A review by justabean_reads
A Sweet Sting of Salt by Rose Sutherland

2.0

(I guess queer historical selkies are in vogue in Canadian publishing this year? I mean, that's two books so far, but it's weird that it happened twice, lol.)

This one is set in nineteenth-century Nova Scotia, with a human midwife and Gaelic-speaking selkie trapped in a bad marriage. The blurb promises gothic horror, and is a lie, as the book is very fluffy, and it's impossible to believe that anything bad is going to happen.

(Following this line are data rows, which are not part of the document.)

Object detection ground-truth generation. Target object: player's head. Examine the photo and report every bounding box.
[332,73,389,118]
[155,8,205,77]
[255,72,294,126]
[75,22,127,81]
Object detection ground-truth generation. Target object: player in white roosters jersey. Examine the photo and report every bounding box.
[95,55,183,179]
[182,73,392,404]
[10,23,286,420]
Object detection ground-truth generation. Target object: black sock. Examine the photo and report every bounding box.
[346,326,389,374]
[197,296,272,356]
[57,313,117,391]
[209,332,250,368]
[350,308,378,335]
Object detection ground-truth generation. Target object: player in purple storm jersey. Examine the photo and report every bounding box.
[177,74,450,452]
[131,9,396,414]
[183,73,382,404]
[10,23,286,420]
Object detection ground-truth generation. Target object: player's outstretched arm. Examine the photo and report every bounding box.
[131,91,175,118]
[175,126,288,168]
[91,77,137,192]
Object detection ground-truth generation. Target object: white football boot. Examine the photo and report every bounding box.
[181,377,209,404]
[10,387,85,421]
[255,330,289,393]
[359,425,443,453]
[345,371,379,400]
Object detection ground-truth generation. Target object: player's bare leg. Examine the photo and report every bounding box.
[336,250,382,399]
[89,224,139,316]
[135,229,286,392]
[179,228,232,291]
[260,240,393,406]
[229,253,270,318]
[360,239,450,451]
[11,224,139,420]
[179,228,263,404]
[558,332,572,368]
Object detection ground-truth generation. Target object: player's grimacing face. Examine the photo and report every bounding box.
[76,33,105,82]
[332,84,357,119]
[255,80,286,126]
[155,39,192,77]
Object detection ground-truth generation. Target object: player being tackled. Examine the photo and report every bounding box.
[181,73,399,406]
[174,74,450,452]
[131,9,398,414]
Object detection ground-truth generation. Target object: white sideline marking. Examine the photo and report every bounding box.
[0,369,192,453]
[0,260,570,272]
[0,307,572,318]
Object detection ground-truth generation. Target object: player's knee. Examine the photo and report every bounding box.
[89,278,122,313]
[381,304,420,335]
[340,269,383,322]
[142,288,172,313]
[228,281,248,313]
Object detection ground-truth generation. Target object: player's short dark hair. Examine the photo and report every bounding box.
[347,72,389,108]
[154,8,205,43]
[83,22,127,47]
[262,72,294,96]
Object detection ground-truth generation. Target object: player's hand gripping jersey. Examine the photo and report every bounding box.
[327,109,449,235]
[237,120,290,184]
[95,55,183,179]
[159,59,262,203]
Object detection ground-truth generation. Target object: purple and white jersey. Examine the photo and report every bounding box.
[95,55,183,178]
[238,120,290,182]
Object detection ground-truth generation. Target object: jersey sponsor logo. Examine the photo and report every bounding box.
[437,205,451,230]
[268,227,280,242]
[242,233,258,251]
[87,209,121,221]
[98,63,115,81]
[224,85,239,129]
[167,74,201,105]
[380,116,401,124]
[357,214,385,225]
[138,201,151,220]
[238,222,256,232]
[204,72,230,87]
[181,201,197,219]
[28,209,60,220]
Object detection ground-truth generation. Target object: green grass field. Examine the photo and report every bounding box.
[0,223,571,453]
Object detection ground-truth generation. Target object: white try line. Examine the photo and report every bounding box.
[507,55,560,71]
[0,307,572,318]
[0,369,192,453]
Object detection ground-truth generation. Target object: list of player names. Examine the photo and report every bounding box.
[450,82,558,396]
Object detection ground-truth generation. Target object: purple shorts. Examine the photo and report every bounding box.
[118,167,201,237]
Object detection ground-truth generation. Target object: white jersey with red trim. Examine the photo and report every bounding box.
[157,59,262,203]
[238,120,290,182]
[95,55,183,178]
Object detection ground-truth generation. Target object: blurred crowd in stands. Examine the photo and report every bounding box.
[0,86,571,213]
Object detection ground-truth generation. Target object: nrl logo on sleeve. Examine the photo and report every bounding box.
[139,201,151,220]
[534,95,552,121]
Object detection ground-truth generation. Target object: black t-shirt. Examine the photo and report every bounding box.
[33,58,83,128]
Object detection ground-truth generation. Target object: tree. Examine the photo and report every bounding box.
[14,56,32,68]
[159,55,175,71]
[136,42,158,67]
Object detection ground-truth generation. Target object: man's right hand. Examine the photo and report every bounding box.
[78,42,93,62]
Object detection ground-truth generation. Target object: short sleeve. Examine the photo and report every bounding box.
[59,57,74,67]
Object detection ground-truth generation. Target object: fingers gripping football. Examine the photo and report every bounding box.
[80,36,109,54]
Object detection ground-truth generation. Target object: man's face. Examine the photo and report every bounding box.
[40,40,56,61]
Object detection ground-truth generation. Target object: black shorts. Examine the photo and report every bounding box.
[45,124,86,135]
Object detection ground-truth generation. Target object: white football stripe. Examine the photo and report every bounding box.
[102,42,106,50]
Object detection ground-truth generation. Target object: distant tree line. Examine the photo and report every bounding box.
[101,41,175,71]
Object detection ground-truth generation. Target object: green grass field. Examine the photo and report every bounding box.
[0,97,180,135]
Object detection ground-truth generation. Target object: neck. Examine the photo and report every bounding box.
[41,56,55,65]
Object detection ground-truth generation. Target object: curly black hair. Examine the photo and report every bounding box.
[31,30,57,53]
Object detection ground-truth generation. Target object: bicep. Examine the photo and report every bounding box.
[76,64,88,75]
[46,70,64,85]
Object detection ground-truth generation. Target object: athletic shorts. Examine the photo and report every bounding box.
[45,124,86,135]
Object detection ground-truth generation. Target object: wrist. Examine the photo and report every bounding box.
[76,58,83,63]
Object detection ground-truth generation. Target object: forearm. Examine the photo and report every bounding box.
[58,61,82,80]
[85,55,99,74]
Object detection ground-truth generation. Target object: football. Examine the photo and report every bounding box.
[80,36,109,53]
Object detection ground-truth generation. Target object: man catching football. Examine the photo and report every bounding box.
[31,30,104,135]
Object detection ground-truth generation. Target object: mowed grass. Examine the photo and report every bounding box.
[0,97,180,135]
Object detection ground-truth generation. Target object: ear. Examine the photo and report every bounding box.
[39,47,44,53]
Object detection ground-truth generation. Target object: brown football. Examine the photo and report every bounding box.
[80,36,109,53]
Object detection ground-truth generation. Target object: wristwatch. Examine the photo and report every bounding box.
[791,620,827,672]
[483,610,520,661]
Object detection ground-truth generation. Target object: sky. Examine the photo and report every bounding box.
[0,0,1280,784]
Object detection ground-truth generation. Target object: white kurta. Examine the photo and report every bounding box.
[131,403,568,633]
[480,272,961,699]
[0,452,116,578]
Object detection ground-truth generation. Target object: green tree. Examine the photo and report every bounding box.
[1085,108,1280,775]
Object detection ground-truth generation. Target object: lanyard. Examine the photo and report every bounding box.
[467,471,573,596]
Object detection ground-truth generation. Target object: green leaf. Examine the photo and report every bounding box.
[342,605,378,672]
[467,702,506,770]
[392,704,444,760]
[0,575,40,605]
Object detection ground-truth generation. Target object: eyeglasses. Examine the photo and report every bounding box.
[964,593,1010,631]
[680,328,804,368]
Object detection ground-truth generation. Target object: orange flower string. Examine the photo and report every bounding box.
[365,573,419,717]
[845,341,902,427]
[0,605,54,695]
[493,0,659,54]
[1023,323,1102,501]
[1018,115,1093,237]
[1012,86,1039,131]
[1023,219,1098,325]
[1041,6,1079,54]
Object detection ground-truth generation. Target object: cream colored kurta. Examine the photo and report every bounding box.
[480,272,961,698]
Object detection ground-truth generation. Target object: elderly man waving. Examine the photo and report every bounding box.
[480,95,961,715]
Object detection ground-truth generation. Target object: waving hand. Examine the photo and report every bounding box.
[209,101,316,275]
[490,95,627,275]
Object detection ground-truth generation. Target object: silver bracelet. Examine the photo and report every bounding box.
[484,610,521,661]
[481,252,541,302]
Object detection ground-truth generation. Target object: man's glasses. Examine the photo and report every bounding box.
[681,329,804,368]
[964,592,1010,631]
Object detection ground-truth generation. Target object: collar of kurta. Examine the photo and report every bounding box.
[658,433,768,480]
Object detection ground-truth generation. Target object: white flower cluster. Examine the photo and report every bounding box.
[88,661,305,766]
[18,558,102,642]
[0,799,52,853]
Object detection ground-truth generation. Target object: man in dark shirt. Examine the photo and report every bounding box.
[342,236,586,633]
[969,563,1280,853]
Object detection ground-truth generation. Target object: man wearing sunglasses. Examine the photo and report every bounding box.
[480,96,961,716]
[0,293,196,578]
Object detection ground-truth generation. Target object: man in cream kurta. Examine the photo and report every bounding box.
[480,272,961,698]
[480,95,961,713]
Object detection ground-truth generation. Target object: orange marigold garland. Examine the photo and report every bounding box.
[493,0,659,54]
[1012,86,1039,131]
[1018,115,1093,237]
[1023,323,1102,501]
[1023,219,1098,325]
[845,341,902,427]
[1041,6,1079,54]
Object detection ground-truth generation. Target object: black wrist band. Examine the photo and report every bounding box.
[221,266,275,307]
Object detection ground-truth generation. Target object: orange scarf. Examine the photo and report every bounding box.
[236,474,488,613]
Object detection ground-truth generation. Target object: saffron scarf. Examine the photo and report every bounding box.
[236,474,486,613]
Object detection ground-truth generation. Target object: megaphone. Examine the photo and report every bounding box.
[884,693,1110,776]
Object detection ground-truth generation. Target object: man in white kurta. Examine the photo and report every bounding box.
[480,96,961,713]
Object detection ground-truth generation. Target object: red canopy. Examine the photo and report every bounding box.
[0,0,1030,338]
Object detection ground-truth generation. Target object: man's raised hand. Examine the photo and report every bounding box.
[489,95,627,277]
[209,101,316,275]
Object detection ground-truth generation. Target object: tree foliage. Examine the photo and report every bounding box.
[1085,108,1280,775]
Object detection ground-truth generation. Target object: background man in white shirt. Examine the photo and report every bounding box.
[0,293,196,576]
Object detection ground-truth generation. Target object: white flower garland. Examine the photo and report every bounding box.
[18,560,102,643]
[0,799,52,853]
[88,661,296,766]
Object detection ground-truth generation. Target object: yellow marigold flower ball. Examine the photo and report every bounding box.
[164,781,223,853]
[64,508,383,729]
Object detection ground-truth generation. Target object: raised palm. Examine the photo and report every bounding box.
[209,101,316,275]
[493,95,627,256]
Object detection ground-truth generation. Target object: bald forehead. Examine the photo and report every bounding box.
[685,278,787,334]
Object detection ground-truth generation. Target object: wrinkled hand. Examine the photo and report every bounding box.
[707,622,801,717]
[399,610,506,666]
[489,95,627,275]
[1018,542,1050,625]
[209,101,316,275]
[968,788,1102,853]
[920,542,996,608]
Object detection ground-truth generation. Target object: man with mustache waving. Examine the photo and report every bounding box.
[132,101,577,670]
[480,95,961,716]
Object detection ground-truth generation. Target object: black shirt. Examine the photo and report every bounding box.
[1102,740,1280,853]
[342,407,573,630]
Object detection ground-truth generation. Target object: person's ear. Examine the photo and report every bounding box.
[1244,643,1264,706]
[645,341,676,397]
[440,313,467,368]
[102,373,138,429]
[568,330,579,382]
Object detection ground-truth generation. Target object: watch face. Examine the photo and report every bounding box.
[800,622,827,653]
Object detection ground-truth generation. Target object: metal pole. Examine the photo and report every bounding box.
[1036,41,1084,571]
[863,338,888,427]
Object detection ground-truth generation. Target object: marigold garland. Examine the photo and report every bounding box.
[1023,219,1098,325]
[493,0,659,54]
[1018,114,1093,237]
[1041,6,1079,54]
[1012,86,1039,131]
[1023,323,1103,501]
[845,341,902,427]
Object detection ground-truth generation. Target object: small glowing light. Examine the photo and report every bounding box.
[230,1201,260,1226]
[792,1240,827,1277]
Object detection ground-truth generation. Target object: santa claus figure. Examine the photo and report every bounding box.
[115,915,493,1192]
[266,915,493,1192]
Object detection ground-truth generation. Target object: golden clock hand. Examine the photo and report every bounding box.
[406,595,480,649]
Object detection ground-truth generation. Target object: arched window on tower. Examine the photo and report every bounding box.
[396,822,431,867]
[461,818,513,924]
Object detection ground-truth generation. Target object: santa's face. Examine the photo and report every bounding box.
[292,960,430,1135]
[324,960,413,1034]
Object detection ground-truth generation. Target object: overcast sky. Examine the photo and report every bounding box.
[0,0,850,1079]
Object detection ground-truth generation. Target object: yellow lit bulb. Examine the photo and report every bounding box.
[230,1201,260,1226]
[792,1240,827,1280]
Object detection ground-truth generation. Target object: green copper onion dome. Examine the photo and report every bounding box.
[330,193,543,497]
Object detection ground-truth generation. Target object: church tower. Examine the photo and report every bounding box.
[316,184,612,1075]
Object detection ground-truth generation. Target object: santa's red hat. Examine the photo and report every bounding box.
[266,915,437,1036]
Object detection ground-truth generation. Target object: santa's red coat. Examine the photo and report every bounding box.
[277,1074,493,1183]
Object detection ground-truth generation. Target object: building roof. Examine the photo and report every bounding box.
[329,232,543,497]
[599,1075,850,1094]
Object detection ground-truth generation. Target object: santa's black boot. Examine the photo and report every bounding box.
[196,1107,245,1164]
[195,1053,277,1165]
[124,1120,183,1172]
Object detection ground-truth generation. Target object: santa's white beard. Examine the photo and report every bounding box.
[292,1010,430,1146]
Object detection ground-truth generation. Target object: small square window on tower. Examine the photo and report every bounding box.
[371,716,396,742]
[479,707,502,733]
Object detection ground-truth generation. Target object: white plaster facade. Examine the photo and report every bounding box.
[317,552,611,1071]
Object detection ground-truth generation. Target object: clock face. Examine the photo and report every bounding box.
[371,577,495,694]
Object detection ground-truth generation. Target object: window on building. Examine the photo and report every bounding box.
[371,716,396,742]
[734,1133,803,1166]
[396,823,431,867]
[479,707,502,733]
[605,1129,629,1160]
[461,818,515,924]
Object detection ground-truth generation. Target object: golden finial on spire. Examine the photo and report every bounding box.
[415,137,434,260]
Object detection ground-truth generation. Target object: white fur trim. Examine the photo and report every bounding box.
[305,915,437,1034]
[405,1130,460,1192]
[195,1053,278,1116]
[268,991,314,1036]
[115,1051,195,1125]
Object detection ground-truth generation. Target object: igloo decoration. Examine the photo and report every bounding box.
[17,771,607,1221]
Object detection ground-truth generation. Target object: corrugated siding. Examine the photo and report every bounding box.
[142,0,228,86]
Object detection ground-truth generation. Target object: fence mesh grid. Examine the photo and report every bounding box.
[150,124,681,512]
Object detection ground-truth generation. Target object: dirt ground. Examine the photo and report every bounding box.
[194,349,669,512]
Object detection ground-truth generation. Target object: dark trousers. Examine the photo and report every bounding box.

I guess this belongs to the "cosy" genre in the line of Legends & Lattes, wherein we have a very nice characters whose main (if not only) flaw is self-doubt, who then come up against an external threat that's in no way of their making and isn't actually all that threatening, and team up to defeat it and learn to love again. If it has a historical setting, there'll be some loving cottage-core details about cheesemaking and pretty outfits, but societal homophobia will be downplayed and/or overcome. Internalised homophobia will not be a thing, or will only be mentioned in past tense. No one sympathetic will have any attitudes that would be out of place in the twenty-first century progressive spaces online.

And sure. Fine. I get the interest in comfort reading low-conflict romantasy, etc. There have been times I've enjoyed it myself. I just don't find it especially interesting from where I am right now.